Short on time? Maybe not.

By Arden Martin

No one starts meditating because they have 40 extra minutes in the day, am I right? We seek meditation because we want to thrive in our busy lives.  So many people wish to establish a regular habit (of exercising, cooking, meditating, whatever) but feel like they simply can't fit it in. If this is you, I would argue that you probably do have the time, but you may not be using it as well as you could. This is not your fault - life is demanding! But you're responsible for taking action if you feel dissatisfied, and meditation gives you the energy to use your time optimally. It allows you to get more done and focus on activities that truly make you happy.

When we get home from a long day at work, all we want is to do nothing at all. Before I started meditating, this was my daily experience. When I walked through the door after hours of wrangling five-year-olds, all I could conceive of was putting on sweatpants and vegging out.
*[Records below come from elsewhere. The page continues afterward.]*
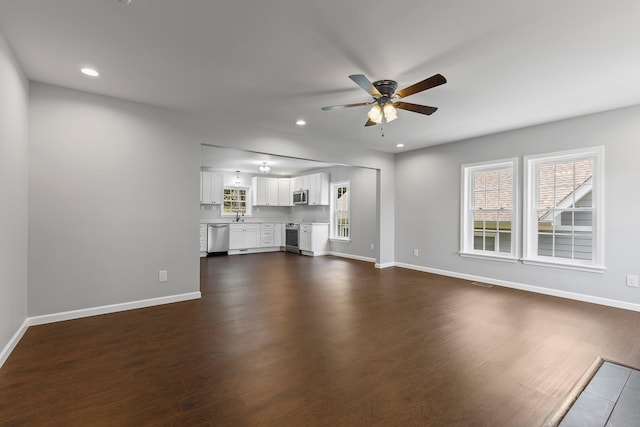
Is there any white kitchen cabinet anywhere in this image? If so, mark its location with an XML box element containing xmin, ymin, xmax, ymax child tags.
<box><xmin>200</xmin><ymin>171</ymin><xmax>223</xmax><ymax>205</ymax></box>
<box><xmin>200</xmin><ymin>224</ymin><xmax>207</xmax><ymax>257</ymax></box>
<box><xmin>251</xmin><ymin>176</ymin><xmax>293</xmax><ymax>206</ymax></box>
<box><xmin>229</xmin><ymin>224</ymin><xmax>260</xmax><ymax>250</ymax></box>
<box><xmin>309</xmin><ymin>172</ymin><xmax>329</xmax><ymax>205</ymax></box>
<box><xmin>260</xmin><ymin>224</ymin><xmax>275</xmax><ymax>248</ymax></box>
<box><xmin>299</xmin><ymin>223</ymin><xmax>329</xmax><ymax>256</ymax></box>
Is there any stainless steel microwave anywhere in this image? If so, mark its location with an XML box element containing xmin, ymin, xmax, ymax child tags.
<box><xmin>293</xmin><ymin>190</ymin><xmax>309</xmax><ymax>205</ymax></box>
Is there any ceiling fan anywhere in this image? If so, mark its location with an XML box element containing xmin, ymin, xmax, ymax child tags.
<box><xmin>322</xmin><ymin>74</ymin><xmax>447</xmax><ymax>126</ymax></box>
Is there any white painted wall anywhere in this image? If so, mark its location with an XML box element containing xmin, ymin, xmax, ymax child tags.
<box><xmin>0</xmin><ymin>34</ymin><xmax>29</xmax><ymax>366</ymax></box>
<box><xmin>28</xmin><ymin>83</ymin><xmax>200</xmax><ymax>316</ymax></box>
<box><xmin>396</xmin><ymin>106</ymin><xmax>640</xmax><ymax>304</ymax></box>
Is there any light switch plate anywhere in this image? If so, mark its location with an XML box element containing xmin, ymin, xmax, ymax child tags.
<box><xmin>158</xmin><ymin>270</ymin><xmax>168</xmax><ymax>282</ymax></box>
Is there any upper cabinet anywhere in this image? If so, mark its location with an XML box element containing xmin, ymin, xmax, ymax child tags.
<box><xmin>200</xmin><ymin>171</ymin><xmax>223</xmax><ymax>205</ymax></box>
<box><xmin>252</xmin><ymin>176</ymin><xmax>292</xmax><ymax>206</ymax></box>
<box><xmin>252</xmin><ymin>172</ymin><xmax>329</xmax><ymax>206</ymax></box>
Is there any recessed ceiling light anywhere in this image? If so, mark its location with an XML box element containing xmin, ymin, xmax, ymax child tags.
<box><xmin>80</xmin><ymin>67</ymin><xmax>100</xmax><ymax>77</ymax></box>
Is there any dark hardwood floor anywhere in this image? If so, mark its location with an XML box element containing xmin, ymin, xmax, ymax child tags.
<box><xmin>0</xmin><ymin>252</ymin><xmax>640</xmax><ymax>426</ymax></box>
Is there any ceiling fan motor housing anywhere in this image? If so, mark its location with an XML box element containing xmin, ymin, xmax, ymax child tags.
<box><xmin>371</xmin><ymin>80</ymin><xmax>398</xmax><ymax>105</ymax></box>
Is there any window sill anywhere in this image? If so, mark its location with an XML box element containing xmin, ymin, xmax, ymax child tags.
<box><xmin>522</xmin><ymin>259</ymin><xmax>606</xmax><ymax>273</ymax></box>
<box><xmin>458</xmin><ymin>252</ymin><xmax>518</xmax><ymax>263</ymax></box>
The idea of doing ONE MORE productive thing with my day was just too much. As someone who gets zero alone time at work, I couldn't wait to hit the couch and stare at a screen, because it allowed me to check out and be selfish for a few precious minutes. But when I ultimately got bored of the screen, I hadn't regained any energy. I felt drained, lazy, and ready to call it a night. If a friend wanted to meet for dinner or hit up a workout class in my pre-meditation life, I was either "too busy" or "too tired." Having fun on a weeknight was out of the question.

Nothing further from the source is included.